The Tenth Insight: Holding the Vision
- First edition
- Author: James Redfield
- Language: English
- Genre: Religious fiction; thriller; crime; mystery;
- Publisher: Warner Books Inc. (USA)
- Publication date: January 12, 1996 (USA)
- Publication place: United States
- Media type: Print (Hardback & paperback)
- Pages: 255 pp (US hardback edition)
- ISBN: 0-446-67457-5 (US hardback edition)
- OCLC: 40556824
- Preceded by: The Celestine Prophecy
- Followed by: The Secret of Shambhala: In Search of the Eleventh Insight

= The Tenth Insight: Holding the Vision =

1996 novel by James Redfield

The Tenth Insight: Holding the Vision is the second novel in the Celestine Series, beginning with The Celestine Prophecy, by James Redfield. It was published in 1996.

==Plot summary==

One of the characters of The Celestine Prophecy disappears while exploring a forest in the Appalachian Mountains. The book discusses ideas about other dimensions, past lives, conception and birth, the passage through death to an afterlife, hell and heaven. It also illustrates the author's vision of human destiny and the notion that fear of the future is endangering Earth's spiritual renaissance.

In the story, each individual soul is part of a larger "Soul Group", which shares the mission of helping the evolution of the cosmos. At times, a soul from a given Group incarnates itself, choosing the conditions of its life according to its needs, while the other souls observe. Each soul creates a reality around itself, which later brings consequences upon it. These consequences take the form of life and afterlife, which vary according to the person's choices.

On Earth, people speak of the prophecy written in the Book of Revelation as if it were coming true. Many fear that it will come partly true, in that a dictator (an Antichrist) will arise, but will not be thrown down. To counteract this idea, which is damaging to the spiritual renaissance, the protagonists hold their own, Utopian "World Vision" to the exclusion of its opposite, until it dominates the opposite at the book's climax.

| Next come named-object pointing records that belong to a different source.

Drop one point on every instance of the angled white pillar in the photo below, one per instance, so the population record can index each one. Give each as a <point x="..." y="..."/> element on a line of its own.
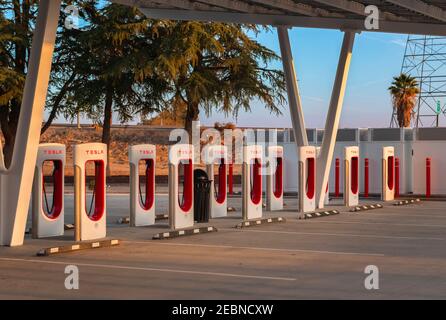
<point x="16" y="182"/>
<point x="294" y="101"/>
<point x="333" y="117"/>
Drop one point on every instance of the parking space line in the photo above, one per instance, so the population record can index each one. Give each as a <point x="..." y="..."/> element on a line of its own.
<point x="258" y="249"/>
<point x="380" y="223"/>
<point x="339" y="235"/>
<point x="118" y="267"/>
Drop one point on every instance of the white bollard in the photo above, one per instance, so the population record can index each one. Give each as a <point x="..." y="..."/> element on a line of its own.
<point x="142" y="208"/>
<point x="388" y="174"/>
<point x="48" y="214"/>
<point x="351" y="176"/>
<point x="252" y="182"/>
<point x="90" y="218"/>
<point x="307" y="179"/>
<point x="218" y="202"/>
<point x="181" y="209"/>
<point x="274" y="180"/>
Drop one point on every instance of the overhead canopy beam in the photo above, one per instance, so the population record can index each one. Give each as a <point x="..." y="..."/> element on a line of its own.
<point x="422" y="8"/>
<point x="357" y="8"/>
<point x="299" y="21"/>
<point x="299" y="8"/>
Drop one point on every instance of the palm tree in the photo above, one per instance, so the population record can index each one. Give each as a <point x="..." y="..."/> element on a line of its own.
<point x="404" y="91"/>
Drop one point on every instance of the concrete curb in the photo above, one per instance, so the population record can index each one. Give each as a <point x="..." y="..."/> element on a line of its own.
<point x="257" y="222"/>
<point x="181" y="233"/>
<point x="321" y="214"/>
<point x="78" y="246"/>
<point x="367" y="207"/>
<point x="407" y="202"/>
<point x="126" y="220"/>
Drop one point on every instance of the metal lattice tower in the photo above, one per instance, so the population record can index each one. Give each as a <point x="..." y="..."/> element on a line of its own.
<point x="425" y="59"/>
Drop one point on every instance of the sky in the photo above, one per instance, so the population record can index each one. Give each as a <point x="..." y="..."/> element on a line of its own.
<point x="377" y="58"/>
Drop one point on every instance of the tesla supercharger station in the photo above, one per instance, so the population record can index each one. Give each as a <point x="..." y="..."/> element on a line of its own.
<point x="48" y="210"/>
<point x="388" y="174"/>
<point x="252" y="182"/>
<point x="218" y="204"/>
<point x="307" y="179"/>
<point x="181" y="206"/>
<point x="142" y="198"/>
<point x="351" y="176"/>
<point x="90" y="217"/>
<point x="274" y="179"/>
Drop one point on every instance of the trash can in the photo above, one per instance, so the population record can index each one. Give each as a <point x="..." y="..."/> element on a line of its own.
<point x="202" y="192"/>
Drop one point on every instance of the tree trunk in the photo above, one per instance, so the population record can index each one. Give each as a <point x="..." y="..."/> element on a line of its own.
<point x="63" y="91"/>
<point x="192" y="114"/>
<point x="9" y="118"/>
<point x="106" y="126"/>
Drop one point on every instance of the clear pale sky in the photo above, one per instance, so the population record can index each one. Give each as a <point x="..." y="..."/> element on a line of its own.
<point x="377" y="57"/>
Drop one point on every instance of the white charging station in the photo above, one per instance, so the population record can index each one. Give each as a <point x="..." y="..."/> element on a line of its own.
<point x="90" y="216"/>
<point x="274" y="179"/>
<point x="351" y="176"/>
<point x="252" y="182"/>
<point x="142" y="198"/>
<point x="218" y="202"/>
<point x="388" y="174"/>
<point x="181" y="204"/>
<point x="307" y="179"/>
<point x="48" y="209"/>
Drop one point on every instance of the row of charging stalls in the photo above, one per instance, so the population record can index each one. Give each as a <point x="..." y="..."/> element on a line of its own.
<point x="90" y="161"/>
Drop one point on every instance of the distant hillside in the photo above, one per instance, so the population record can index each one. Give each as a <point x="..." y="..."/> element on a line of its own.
<point x="122" y="137"/>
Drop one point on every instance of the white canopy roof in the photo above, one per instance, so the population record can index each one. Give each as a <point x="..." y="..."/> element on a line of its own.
<point x="397" y="16"/>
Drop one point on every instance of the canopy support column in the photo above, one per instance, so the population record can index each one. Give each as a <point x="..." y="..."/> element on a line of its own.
<point x="16" y="182"/>
<point x="333" y="117"/>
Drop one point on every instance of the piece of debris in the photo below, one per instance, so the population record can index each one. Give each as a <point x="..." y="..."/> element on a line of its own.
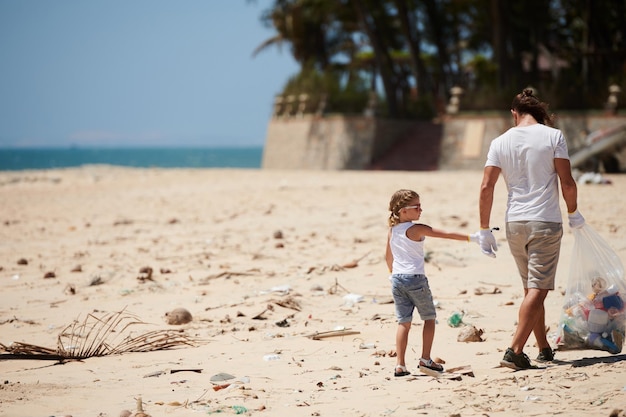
<point x="470" y="333"/>
<point x="178" y="316"/>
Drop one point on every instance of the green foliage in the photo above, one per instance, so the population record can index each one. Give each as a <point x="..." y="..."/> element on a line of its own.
<point x="347" y="95"/>
<point x="570" y="50"/>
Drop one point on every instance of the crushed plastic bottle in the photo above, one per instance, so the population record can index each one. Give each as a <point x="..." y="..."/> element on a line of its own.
<point x="456" y="319"/>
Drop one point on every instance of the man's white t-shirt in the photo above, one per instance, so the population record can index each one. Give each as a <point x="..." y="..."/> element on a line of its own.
<point x="526" y="157"/>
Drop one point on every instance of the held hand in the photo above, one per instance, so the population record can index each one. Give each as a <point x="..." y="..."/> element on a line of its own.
<point x="576" y="220"/>
<point x="487" y="242"/>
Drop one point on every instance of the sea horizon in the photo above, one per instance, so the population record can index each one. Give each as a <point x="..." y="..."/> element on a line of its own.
<point x="41" y="158"/>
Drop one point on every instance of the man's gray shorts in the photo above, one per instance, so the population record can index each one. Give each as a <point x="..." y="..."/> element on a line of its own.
<point x="535" y="246"/>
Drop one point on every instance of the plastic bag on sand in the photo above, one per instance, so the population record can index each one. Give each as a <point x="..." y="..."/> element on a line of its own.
<point x="593" y="315"/>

All of these ideas are experienced as if real by the characters.

==Major themes==
Like the Celestine Prophecy, the Tenth Insight discusses Redfield's spiritual beliefs and techniques that will assist in solving problems in the world. It contains instructions on how we can fulfil our purpose in the world, by re-claiming a birth vision that is a guide in our lives, and helps us to remember a common world vision that will assist us in working together to create a spiritual culture.